Em primeiro lugar, o desembargador Sérgio Fernando de Vasconcellos Chaves, observou que a eventual falta de atenção do pai em relação à filha decorreu de quatro fatores básicos. São eles:
O fim do casamento entre a mãe e o pai, o fato de o réu ter passado a residir em outro Estado, a ocorrência de novos relacionamentos afetivos por parte da mãe da autora da ação (levando esta a estabelecer vínculos afetivos com esses padrastos, que assumiram o referencial paterno) e o distanciamento físico e afetivo decorrente de todo esse contexto. Ou seja, o pai não violou direito algum da filha.
“De outra banda, não se pode desconhecer que afeto é conquista e reclama reciprocidade, não sendo possível compelir uma pessoa a amar outra”, sublinhou o magistrado em decisão monocrática. “A convivência familiar somente é possível quando existe amor. E amor não pode ser imposto, nem entre os genitores e nem entre pais e filhos”.
Ponderações
Ainda conforme o desembargador, a simples presença do pai na vida do filho não assegura um desenvolvimento saudável, nem a ausência é fato impeditivo deste desenvolvimento. O mais é importante é que o filho seja educado em um ambiente permeado pelo equilíbrio, onde as relações familiares sejam saudáveis, com ou sem a presença de um dos pais.
“Além disso, pais ajustados podem gerar filhos desajustados, e a ausência do pai ou da mãe também não enseja condenação a uma vida permeada de conflitos”, prosseguiu, mantendo os termos da sentença.

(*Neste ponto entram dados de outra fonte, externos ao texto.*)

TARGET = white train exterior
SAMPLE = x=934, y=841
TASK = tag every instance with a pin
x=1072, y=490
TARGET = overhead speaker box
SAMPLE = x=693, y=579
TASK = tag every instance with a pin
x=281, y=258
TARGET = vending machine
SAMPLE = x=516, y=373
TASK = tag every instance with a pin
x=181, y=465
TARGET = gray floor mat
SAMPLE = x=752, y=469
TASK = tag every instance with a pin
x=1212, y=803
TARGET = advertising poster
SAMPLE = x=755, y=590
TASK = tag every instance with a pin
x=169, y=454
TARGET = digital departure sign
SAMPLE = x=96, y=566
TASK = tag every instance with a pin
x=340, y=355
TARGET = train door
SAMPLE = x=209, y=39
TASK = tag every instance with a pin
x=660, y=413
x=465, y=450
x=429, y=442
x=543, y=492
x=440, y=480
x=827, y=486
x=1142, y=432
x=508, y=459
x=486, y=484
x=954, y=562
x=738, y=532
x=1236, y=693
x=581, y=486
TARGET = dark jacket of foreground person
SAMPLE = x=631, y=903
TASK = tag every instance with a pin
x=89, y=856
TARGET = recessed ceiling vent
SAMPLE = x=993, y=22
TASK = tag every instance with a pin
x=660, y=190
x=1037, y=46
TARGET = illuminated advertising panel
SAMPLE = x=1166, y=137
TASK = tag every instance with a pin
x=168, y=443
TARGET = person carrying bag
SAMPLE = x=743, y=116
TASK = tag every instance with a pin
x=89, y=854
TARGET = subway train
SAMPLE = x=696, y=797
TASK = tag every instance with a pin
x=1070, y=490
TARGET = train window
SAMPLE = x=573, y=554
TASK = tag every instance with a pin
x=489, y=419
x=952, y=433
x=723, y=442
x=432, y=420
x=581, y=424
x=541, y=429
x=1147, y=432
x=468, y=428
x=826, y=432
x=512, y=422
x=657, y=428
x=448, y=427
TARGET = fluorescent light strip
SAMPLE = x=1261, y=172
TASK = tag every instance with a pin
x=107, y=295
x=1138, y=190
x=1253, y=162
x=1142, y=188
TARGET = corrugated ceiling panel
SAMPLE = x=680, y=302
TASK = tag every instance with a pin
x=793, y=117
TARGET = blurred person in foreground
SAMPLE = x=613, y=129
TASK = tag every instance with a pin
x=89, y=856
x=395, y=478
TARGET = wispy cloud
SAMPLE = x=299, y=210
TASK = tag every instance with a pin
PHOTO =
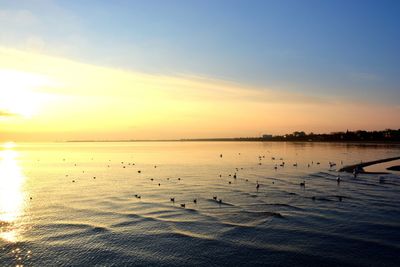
x=4, y=113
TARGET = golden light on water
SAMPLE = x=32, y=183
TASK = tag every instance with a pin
x=11, y=193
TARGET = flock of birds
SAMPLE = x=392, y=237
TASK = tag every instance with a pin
x=281, y=163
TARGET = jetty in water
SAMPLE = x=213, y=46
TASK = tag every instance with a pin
x=360, y=166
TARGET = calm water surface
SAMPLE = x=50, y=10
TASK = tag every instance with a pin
x=74, y=204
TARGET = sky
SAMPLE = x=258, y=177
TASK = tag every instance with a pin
x=105, y=70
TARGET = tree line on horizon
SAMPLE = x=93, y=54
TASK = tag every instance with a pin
x=387, y=135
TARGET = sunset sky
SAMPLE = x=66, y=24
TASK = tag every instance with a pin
x=96, y=70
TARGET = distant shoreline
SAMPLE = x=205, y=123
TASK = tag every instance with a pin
x=387, y=136
x=230, y=140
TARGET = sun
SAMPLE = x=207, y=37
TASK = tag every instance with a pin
x=18, y=95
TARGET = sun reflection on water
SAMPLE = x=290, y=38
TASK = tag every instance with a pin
x=11, y=194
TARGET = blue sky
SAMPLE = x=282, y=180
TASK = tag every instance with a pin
x=321, y=47
x=324, y=65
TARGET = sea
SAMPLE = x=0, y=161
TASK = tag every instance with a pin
x=197, y=204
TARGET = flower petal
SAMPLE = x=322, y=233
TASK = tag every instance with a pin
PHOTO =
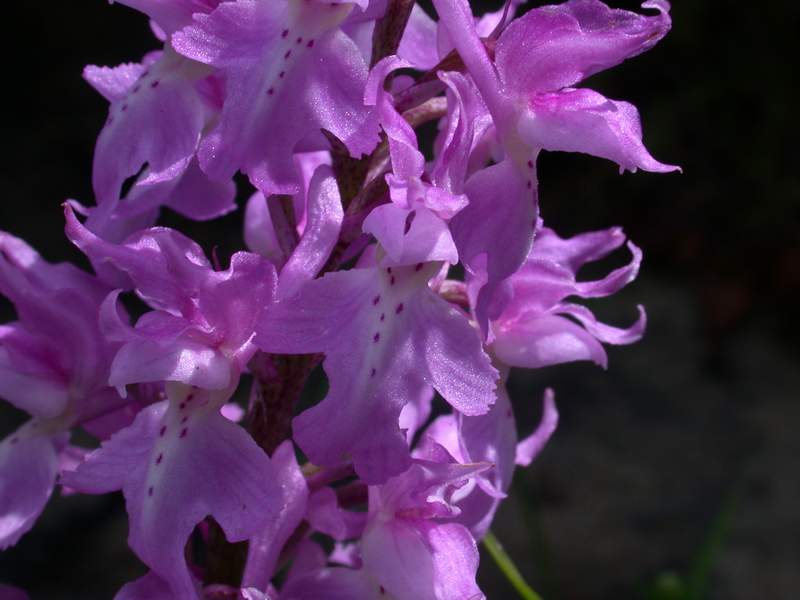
x=554, y=47
x=28, y=468
x=581, y=120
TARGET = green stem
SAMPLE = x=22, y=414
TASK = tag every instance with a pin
x=509, y=569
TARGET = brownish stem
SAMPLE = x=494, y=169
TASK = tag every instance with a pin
x=277, y=385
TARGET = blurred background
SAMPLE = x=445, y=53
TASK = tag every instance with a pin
x=673, y=475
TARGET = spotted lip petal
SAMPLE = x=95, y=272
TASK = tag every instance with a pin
x=385, y=335
x=157, y=119
x=285, y=63
x=201, y=330
x=180, y=461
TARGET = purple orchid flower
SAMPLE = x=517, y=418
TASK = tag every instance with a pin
x=201, y=331
x=538, y=327
x=180, y=461
x=526, y=90
x=410, y=549
x=386, y=335
x=285, y=64
x=54, y=365
x=490, y=438
x=413, y=227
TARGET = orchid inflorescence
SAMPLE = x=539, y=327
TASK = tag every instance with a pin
x=356, y=242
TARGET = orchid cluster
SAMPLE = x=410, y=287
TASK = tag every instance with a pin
x=404, y=275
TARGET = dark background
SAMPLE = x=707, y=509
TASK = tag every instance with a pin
x=672, y=475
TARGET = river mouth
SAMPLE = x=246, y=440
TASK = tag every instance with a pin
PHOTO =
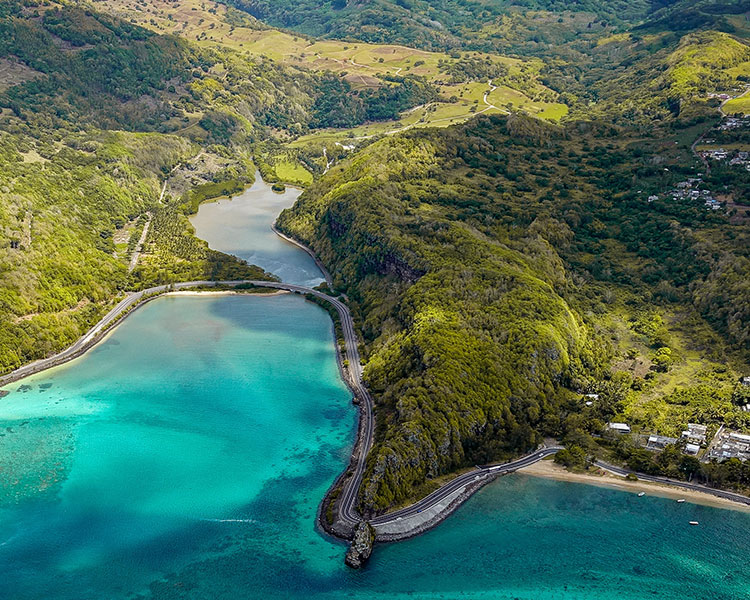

“Por essa razão é que devem ser evitadas soluções simplistas ou maniqueístas e somente em situações excepcionais é que se pode conceber a possibilidade de reparação por dano moral no âmbito do direito de família”, finalizou. “Ou seja, quando se evidencia alguma situação anormal, grave ou teratológica, o que decididamente não ocorre no caso em exame, tanto que sequer foi descrita na petição inicial.”